Salı, Ekim 09, 2018

Kolomb-Öncesi Amerikalar’ın Dünya Sistemi’leşmemesi


Amerikalar, Afro-Avrasya’nın doğu-batı eksenililiğinin tersine, kuzeyden güneye yarıkürelik karasal bir sistem.
Amerikalar, ancak günümüzden 15 bin yıl önce insanlılaştırıldı.
MÖ 1300 – MS 1500 arasındaki dönemde, oralarda tekerlek icat edilemedi ama (tarihteki yalnızca (2?) 3 kereden 1’i olarak) 0 sayısı ve yazı icat edilebildi. (Bunun ayrı bir konu olarak irdelenmesi gerekli, çünkü bilim-sanat-düşün ile iktisat-askeriye-siyaset ikili üçlüleri arasında ilinti kuran tek parametre şimdilik bu.)
MS 1500 gibi Kolomb ve diğerleri geldiğinde Amerikalar, pek pek Afro-Avrasya’nın MÖ 2000’deki momentindeydi.
Yani kaba bir hesaplamayla, insan türünün tarihöncesinin eksik 35 bin yılı, oraya 3,5 bin yıl kaybettirmişti: 1/10 gibi bir oran sözkonusu.
En önemli fark, madenciliksizlik ve böylelikle de madeni silah teknolojisizlik oldu.
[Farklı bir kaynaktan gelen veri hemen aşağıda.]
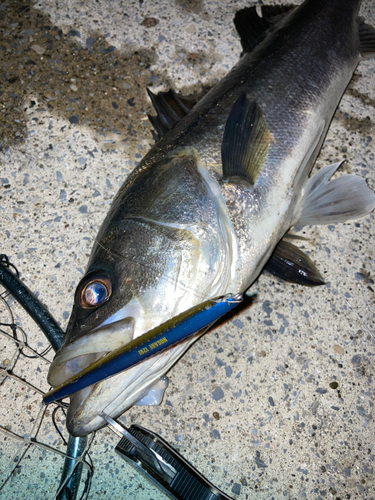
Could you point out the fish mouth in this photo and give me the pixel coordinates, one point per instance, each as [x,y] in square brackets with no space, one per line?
[72,358]
[113,395]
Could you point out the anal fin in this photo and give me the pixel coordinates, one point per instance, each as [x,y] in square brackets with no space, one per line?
[289,263]
[328,201]
[246,141]
[253,28]
[170,108]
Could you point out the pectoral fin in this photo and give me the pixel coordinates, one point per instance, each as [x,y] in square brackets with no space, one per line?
[366,39]
[289,263]
[246,141]
[329,201]
[154,395]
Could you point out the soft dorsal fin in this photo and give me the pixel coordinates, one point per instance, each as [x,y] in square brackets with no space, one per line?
[252,28]
[289,263]
[245,142]
[366,39]
[170,108]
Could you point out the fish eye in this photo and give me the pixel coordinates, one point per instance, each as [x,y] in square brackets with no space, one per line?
[93,291]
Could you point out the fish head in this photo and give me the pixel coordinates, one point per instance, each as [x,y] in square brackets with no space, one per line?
[157,254]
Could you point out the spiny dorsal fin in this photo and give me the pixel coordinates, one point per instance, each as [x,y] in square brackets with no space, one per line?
[245,142]
[171,108]
[289,263]
[328,201]
[252,28]
[366,39]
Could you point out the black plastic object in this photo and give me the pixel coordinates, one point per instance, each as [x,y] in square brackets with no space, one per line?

Bu da, onları ispanyollar karşısında hezimete taşıdı.
Amerikalar’ın önemli bir eksiği de kitlesel tarımsallaşamamışlık idi:
Fasulye, patates ve mısır gibi, dayanıklı ve saklanabilir tarımsal ürünlerin kitlesel üretimine asla geçemediler. Bu da, kümülatif ekonomik birikimsizlik demek oldu.
Coğrafya yapısı, İpek Yolu’suzluk ve (dalga dalga) istilasızlık da demek oldu. Aynı zamanda, salgın hastalıksızlık ki bu Avrupalılar gelince, salgın hastalıklar nedeniyle, kitlesel ölümler demek oldu.
Aynı zamanda, büyükkentsizlik ve ve avcı-toplayıcı kültürel mod ağırlığı da sözkonusuydu. 1 milyonluk büyükkentler, Kolomb öncesinde Amerikalar’da hiç kurulamadı.
Artı: 50 bin yıl önceki Orta-Doğu Afrika kökenliler’in tüm Dünya’ya yayılıp, 15 bin yıl önce Amerikalar’a geçen Asyalılar’ın kutupsallığı örneğinden hareketle, tropiklikten kutupsallığa geçişin 35 bin yıl, kutupsallıktan gerisin geri tropikliğe ‘Yanömamö’lüğe) dönüşün pek pek 2 bin yıl almışlığı örneği elimizde oluşuyor ve bu örnek, şimdiye dek kültürel antropoloji açısından incelenmemiş gibi duruyor.
Çıkışlar:
Buradan tersine bakılınca, eğer insan türü Afrika yerine, Amerikalar’da evrilmiş olsaydı (ki bu mümkündü), insanlık tarihinin bambaşka olacağı sonucuna varıyoruz.
Elimizde ise, hemen hiç irdelenmemiş, 10’a yakın açık uçlu parametre kalmış oluyor.